= Mustafa Hamdan =

Lebanese general

Mustafa Hamdan (or Mustapha Hamdan), (مصطفى حمدان; born 1955) is a retired Lebanese army general and head of the presidential guard, and head of Al-Mourabitoun movement. He is also the nephew of the group's founder, Ibrahim Kulaylat.

==Career==
Mustafa Hamdan was tasked with protecting army commander Émile Lahoud in 1990. He was appointed head of the Republican Guard in 1998. He is known to be a close aide-de-camp to Lebanese President Émile Lahoud and Michel Aoun.

==Controversy==
On 30 August 2005, Hamdan was arrested along with three other Lebanese generals during the investigation of the assassination of former Lebanese Prime Minister Rafik Hariri, who was killed on 14 February 2005 in a massive explosion targeting his motorcade near downtown Beirut.
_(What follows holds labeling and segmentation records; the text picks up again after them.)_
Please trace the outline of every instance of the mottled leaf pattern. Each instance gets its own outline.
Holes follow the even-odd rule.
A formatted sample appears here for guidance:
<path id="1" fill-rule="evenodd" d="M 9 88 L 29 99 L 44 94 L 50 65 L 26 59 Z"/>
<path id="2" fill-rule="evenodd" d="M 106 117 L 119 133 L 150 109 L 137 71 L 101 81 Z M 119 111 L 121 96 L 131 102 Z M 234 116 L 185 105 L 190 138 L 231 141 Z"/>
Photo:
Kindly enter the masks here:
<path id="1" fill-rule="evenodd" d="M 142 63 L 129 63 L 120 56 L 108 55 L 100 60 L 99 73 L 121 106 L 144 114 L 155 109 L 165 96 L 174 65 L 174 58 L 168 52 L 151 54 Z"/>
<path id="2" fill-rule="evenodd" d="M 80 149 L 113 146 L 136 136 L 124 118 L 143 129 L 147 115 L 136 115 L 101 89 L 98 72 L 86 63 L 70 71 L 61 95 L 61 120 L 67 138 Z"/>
The other generals arrested were Jamil al Sayyed, Ali Al Hajj and Raymond Azar. The 19 October 2005 Mehlis report stated Hamdan told a witness: "We are going to send him on a trip -- bye, bye Hariri." It also quoted a witness saying that Hamdan had provided logistical support. Hamdan and other generals were held in Roumieh prison, northeast of Beirut from 2005 to 29 April 2009 . They were released from the prison upon the order of Special Tribunal Lebanon Pre-Trial Judge Daniel Fransen due to lack of evidence. They were not charged with a crime.